Dem möchte der Arbeitskreis Sprache des Landesheimatbundes nun Rechnung tragen und die Flurnamen-Begeisterten zusammenbringen: Einen entsprechenden Aufruf finden Sie in diesem Journal!

 

Anmerkungen

[1] Beschluss des Landtags von Sachsen-Anhalt, Drucksache 7/4431; https://padoka.landtag.sachsen-anhalt.de/files/drs/wp7/drs/d4431vbs.pdf (07. 02. 2022).

[2] Darin heißt es: „Gemeinden, die ihren Gemeindenamen zusätzlich in der Regionalsprache Niederdeutsch als Bezeichnung führen wollen, haben dazu […] grundsätzlich die Möglichkeit. Durch die Ergänzung des Gemeindenamens in niederdeutscher Sprache kann auf örtliche Besonderheiten, die den einzelnen Gemeinden ein Alleinstellungsmerkmal vermitteln, auch nach außen hin Ausdruck verliehen werden.“ https://www.landesrecht.sachsen-anhalt.de/perma?j=VVST-202000-MI-20201116-SF (16. 11. 2021).

[3] www.hallanzeiger.de/aktuelle_nachrichten_land_sachsen_anhalt/05-12-2020-ortsnamen-in-sachsen-anhalt-jetzt-auch-auf-plattdeutsch-moeglich (16.11.2021).

[4] Siegfried-Schupp, Inga: Flurnamen im Wandel. Historische und soziologische Faktoren. In: Namenkundliche Informationen 111, Leipzig 2019, S. 312 – 321, hier: S. 312.

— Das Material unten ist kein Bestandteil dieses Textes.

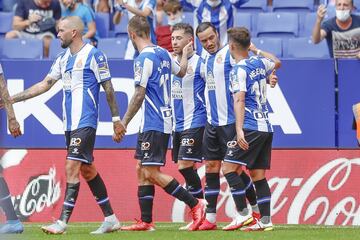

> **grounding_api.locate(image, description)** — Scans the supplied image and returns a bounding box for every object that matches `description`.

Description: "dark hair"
[227,27,251,49]
[163,0,183,13]
[171,23,194,37]
[196,22,217,36]
[128,15,150,38]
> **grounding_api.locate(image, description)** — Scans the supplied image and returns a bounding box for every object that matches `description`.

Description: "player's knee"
[205,161,221,173]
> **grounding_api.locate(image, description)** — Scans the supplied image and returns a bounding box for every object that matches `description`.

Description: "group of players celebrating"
[0,16,280,234]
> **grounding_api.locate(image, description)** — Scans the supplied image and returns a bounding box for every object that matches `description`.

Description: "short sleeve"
[91,51,111,83]
[15,1,27,20]
[230,68,247,93]
[134,57,154,88]
[168,52,181,75]
[261,58,275,76]
[48,55,63,80]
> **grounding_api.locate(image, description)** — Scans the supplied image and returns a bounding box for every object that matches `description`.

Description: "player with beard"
[5,16,125,234]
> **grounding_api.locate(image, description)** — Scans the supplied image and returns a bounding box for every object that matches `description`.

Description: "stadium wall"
[0,60,360,225]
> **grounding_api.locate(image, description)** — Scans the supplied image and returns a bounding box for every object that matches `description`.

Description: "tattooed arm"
[101,80,126,142]
[11,76,56,103]
[123,86,146,127]
[0,74,21,137]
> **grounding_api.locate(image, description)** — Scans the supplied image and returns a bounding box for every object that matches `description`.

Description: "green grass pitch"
[0,223,360,240]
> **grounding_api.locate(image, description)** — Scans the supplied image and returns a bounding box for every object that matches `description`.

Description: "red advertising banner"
[1,150,360,225]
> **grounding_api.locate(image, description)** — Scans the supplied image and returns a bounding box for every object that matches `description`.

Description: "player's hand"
[269,70,278,88]
[113,121,126,143]
[182,41,194,57]
[317,4,326,21]
[8,118,22,138]
[236,129,249,150]
[28,13,42,23]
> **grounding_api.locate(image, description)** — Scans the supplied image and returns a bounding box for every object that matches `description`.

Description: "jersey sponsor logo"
[226,141,237,148]
[98,62,110,79]
[70,138,81,147]
[171,79,183,99]
[141,142,151,151]
[186,66,194,75]
[181,138,195,147]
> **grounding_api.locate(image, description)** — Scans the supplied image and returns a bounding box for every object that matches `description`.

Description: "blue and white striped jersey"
[171,54,206,132]
[230,56,275,132]
[134,46,180,134]
[204,45,235,126]
[180,0,249,47]
[48,44,111,131]
[125,0,156,59]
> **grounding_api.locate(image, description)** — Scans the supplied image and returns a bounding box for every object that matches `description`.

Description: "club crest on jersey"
[134,61,142,82]
[75,59,83,68]
[206,71,216,90]
[186,66,194,74]
[171,79,183,99]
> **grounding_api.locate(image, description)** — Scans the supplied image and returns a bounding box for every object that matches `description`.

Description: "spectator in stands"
[312,0,360,58]
[0,0,16,12]
[180,0,249,48]
[93,0,113,13]
[5,0,61,57]
[155,0,184,52]
[62,0,99,46]
[113,0,156,59]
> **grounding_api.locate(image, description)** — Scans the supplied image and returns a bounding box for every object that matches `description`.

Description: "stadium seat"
[2,39,43,59]
[251,38,282,57]
[95,13,110,38]
[0,12,14,37]
[114,14,129,37]
[98,36,128,58]
[283,37,330,58]
[234,13,252,32]
[237,0,267,13]
[273,0,314,12]
[49,38,65,59]
[256,12,299,38]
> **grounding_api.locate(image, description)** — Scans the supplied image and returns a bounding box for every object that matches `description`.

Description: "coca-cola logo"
[172,158,360,225]
[13,167,61,220]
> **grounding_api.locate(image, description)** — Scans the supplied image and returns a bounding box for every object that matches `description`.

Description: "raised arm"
[312,5,326,44]
[0,73,21,137]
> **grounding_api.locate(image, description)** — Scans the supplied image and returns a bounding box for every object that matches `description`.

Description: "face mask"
[336,10,350,22]
[168,12,182,26]
[206,0,221,8]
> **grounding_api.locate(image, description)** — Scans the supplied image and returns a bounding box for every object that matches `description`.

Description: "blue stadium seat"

[5] Burghardt, Werner: Die Flurnamen Magdeburgs und des Kreises Wanzleben. Köln, Graz 1967.

[6] Bathe, Max: Der Flurname Dunk in der Provinz Sachsen. In: Zur Geschichte und Kultur des Elb-Saale-Raumes. Hrsg. von Otto Korn. Burg 1939, S. 87 – 103.

[7] Bischoff, Karl: Der Tie. Mainz 1971. Bischoff, Karl: Der Tie II. Mainz 1972.

[8] Z. B. bei der Erstellung der Separationskarten im 19. Jh. durch hochdeutsche Beamte in niederdeutschen Gebieten.